One primary loophole was that the data lake was built and maintained by a separate engineering or analytics team, which didn’t understand the data in depth as thoroughly as the source teams. Typically, there were multiple copies or slightly modified versions of the same data floating around, along with accuracy and completeness issues. Every mistake in the data would need multiple discussions and eventually lead back to the source team to fix the problem. Any new column added to the source tables would require tweaks in the workflows of multiple teams before the data finally reached the analytics teams. These gaps between source and analytics teams led to implementation delays and even data loss. Teams began having reservations about putting their data in a centralized data lake.

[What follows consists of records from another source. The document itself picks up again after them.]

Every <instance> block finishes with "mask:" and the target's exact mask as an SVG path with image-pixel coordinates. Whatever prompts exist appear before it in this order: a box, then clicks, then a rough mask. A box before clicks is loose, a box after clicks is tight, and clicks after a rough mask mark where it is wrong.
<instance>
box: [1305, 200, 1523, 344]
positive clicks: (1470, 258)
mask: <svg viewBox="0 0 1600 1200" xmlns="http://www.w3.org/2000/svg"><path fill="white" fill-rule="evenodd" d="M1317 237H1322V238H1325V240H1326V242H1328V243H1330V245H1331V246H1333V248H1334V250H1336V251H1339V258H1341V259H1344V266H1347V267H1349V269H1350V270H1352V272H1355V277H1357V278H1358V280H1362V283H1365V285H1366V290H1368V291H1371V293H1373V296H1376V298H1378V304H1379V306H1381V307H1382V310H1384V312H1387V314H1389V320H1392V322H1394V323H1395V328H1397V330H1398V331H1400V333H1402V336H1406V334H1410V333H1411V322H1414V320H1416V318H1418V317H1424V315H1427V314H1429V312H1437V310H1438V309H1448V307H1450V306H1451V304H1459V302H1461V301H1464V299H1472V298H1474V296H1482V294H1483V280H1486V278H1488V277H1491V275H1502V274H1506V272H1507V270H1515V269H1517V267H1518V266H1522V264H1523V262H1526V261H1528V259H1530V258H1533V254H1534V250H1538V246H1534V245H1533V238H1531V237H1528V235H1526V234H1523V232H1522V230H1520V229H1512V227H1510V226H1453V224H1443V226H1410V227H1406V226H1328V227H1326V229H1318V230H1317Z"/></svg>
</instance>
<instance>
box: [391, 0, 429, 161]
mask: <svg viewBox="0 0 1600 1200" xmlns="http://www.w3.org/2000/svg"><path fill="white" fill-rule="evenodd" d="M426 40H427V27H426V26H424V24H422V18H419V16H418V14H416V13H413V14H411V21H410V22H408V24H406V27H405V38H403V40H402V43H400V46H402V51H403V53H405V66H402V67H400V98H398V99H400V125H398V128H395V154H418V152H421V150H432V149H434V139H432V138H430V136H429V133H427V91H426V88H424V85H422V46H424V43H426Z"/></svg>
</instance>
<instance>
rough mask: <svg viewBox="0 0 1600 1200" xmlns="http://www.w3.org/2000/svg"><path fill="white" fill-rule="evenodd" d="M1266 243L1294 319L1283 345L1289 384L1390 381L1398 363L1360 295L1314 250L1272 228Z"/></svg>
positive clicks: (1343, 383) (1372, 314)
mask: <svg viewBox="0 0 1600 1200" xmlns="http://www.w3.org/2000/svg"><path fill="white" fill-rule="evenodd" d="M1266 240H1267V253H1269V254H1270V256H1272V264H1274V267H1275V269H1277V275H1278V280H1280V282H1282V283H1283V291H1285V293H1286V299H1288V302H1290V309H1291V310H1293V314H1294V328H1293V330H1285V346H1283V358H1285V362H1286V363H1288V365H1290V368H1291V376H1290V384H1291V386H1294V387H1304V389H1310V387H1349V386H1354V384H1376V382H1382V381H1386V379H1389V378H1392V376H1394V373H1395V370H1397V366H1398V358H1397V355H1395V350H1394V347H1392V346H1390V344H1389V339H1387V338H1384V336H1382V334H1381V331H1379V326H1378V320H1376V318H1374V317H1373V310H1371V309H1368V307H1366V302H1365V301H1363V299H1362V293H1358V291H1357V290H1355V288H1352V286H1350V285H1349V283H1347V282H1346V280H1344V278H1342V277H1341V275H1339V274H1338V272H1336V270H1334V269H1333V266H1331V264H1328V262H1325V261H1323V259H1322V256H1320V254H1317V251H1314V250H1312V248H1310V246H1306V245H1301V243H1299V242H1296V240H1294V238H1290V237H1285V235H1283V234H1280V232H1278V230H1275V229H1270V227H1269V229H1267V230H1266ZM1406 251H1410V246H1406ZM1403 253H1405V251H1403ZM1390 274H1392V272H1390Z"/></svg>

Data mesh architecture promised to solve these problems. A polar opposite approach from a data lake, a data mesh gives the source team ownership of the data and the responsibility to distribute the dataset. Other teams access the data from the source system directly, rather than from a centralized data lake. The data mesh was designed to be everything that the data lake system wasn’t. No separate workflows for migration. Fewer data sanity checks. Higher accuracy, less duplication of data, and faster turnaround time on data issues. Above all, because each dataset is maintained by the team that knows it best, the consumers of the data could be much more confident in its quality.
Why users lost faith in data mesh
But the excitement around data mesh didn’t last. Many users became frustrated. Beneath the surface, almost every bottleneck between data providers and data consumers became an implementation challenge. The thing is, the data mesh approach isn’t a once-and-done change, but a long-term commitment to prepare a data schema in a certain way. Although every source team owns their dataset, they must maintain a schema that allows downstream systems to read the data, rather than replicating it. However, a general lack of training and leadership buy-in led to improper schema planning, which in turn led to multiple teams performing similar actions on the same data, resulting in duplication of data and effort and increased compute costs.